These are the measures until 2018!
Indirect taxes and strict austerity
Spending cuts and strict austerity in public brings, according to reports, the Medium Term Budgetary Strategy which expected to be brought in the next hours by Ministry of Finance in the House.
The new framework will include all actions that commit Greece to creditors until 2018. The country will continually bring such informal budgets, as will be revised annually.
The unspecified measures
The text that the finance ministry is working until the last minute is expected to highlight the so called "unspecified measures" at least for the years 2015-16. These "unknown" measures will acquire an ... identity in 2015.
Government and Troika are at a distance controversy for a number of issues that will determine whether we will be suffered new measures or not. These are listed in the EC report that released a few days ago.
The EU provides for the 2015 a fiscal hole of 2 billion and 5.5 billion funding gap. The government does not accept these amounts. Also, estimates that by 2017 Greece will have to face budget gaps of 7.9 billion (2 billion for 2015, 3.8 billion in 2016 and 1.9 billion in 2017).

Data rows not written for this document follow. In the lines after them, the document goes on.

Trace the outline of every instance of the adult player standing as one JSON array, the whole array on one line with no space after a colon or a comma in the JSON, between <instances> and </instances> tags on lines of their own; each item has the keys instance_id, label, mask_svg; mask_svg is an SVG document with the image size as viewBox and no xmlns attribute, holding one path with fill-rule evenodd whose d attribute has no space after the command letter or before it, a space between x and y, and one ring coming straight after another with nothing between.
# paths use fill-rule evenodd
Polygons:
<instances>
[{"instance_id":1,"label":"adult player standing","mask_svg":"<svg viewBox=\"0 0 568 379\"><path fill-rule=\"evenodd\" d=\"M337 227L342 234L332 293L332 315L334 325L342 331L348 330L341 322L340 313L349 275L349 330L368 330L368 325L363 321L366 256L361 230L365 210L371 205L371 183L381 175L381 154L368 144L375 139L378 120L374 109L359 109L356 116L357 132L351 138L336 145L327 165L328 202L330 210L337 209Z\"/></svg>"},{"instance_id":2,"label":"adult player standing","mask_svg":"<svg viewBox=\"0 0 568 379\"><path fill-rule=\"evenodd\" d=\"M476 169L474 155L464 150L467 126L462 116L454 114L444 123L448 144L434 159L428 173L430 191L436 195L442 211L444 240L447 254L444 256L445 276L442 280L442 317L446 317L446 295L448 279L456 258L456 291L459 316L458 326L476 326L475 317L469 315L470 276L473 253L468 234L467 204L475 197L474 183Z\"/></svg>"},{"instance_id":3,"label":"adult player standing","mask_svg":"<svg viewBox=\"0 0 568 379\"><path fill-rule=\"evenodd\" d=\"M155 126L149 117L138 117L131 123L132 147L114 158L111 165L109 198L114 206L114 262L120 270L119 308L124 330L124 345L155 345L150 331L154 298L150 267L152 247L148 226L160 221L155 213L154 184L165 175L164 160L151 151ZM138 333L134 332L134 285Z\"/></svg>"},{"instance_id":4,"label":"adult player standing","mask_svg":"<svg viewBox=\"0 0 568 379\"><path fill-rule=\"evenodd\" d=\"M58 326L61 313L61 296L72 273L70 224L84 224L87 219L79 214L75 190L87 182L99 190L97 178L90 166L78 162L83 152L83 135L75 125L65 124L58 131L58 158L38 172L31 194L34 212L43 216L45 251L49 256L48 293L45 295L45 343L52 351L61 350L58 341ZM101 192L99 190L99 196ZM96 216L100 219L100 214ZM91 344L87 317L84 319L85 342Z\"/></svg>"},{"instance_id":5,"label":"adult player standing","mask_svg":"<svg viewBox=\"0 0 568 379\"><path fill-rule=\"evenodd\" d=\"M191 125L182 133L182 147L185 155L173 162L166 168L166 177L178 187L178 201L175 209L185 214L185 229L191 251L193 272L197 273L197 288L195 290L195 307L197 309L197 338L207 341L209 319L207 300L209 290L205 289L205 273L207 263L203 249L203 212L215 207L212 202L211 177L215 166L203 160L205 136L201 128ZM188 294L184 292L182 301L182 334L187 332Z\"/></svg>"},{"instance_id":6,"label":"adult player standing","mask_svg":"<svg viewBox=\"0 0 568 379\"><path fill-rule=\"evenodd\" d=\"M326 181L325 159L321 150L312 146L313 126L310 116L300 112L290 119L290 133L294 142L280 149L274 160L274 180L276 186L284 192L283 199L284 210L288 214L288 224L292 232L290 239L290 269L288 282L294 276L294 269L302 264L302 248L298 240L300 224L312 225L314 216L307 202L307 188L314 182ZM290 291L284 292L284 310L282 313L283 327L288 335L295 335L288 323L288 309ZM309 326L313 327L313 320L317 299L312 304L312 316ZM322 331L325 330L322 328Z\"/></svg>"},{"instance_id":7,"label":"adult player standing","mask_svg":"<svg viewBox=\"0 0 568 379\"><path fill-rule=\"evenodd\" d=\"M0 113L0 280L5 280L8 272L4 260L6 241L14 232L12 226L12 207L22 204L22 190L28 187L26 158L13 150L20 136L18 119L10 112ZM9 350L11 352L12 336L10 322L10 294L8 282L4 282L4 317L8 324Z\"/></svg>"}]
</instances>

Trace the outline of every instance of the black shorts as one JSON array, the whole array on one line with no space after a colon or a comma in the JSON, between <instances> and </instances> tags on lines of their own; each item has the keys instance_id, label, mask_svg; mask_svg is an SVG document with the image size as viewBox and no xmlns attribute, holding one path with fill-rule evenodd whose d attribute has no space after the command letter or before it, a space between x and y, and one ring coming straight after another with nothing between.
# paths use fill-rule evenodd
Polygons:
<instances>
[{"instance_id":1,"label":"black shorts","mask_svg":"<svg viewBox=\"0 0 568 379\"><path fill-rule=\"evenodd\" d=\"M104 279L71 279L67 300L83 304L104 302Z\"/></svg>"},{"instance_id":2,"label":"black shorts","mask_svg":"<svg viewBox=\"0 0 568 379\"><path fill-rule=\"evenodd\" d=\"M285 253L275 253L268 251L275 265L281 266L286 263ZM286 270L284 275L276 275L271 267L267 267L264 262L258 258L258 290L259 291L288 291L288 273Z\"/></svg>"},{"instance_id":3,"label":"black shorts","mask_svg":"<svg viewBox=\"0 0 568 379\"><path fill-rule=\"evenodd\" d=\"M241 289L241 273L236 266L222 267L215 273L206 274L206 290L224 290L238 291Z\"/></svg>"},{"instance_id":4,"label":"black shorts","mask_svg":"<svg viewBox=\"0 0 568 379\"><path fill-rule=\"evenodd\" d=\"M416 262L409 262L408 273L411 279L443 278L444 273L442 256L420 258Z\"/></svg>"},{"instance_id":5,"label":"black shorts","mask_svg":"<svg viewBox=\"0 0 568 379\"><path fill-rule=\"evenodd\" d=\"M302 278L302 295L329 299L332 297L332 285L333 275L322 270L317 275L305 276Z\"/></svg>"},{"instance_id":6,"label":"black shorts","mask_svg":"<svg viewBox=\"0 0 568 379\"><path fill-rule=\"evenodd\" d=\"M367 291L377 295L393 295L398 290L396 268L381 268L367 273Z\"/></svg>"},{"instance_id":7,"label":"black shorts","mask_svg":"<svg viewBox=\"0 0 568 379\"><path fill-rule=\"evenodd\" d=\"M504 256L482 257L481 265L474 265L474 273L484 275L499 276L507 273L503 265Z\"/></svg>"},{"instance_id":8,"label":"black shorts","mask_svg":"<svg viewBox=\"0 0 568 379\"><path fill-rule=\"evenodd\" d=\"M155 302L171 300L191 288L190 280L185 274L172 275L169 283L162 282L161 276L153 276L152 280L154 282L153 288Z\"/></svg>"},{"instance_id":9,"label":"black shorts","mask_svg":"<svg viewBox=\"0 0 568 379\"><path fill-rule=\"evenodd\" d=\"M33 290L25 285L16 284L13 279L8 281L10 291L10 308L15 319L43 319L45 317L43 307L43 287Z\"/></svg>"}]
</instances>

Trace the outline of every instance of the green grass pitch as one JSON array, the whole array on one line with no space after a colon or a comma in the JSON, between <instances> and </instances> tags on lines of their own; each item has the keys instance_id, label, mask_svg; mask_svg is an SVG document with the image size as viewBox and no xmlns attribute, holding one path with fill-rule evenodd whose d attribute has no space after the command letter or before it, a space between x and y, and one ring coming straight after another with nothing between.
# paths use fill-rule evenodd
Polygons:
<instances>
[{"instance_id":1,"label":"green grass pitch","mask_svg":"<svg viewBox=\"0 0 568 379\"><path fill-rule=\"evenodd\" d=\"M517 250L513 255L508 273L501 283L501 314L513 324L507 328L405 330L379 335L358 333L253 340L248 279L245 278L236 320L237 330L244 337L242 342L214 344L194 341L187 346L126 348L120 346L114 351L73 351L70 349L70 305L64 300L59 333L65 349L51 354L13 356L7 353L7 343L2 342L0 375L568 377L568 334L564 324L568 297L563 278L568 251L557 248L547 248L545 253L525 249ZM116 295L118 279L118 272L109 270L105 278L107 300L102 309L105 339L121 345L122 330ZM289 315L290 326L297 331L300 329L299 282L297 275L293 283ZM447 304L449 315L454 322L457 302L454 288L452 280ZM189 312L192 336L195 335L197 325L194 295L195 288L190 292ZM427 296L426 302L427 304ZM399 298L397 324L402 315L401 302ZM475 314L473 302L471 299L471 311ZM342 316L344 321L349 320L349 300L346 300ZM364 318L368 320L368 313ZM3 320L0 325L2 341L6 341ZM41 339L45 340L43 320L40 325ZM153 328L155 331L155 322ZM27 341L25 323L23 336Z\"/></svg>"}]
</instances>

Indirect taxes are the "salvation"!
The Medium Term will "indicate" how the budget will be formatted in the coming years. Reportedly, new - direct - measures may not exist, but will rely on indirect taxes which will increase by 2.6 billion by 2015. Namely, the excise duty on fuels, beverages, VAT etc. will bring more revenue to the state, but at the same time the
Treasury will not name them as "new measures". What it will do is just to change … rates and to increase the number of taxpayers who will pay.
In the report of the European Commission, there is an entire "tribute" to VAT and on how will be collected.
The "cheese" in the whole case will be a reduction in tax rates, in high places, if the proceeds reach their goals!
Troika, however, makes plans about the VAT on islands. For over three years, there is a report that provides for the abolition of the reduced VAT on Greek islands, under Troika’s demands. Lenders insist that this will increase revenues, but without taking under consideration the consequences.
"Austerity" in the public sector
The new Medium Term is expected to include austerity in public sector, since any carrier, ministry etc that gets money from the state, will suffer a "haircut". The state expenditure will be reduced by 5.5 billion Euros, i.e. as much as is the funding gap of 2015.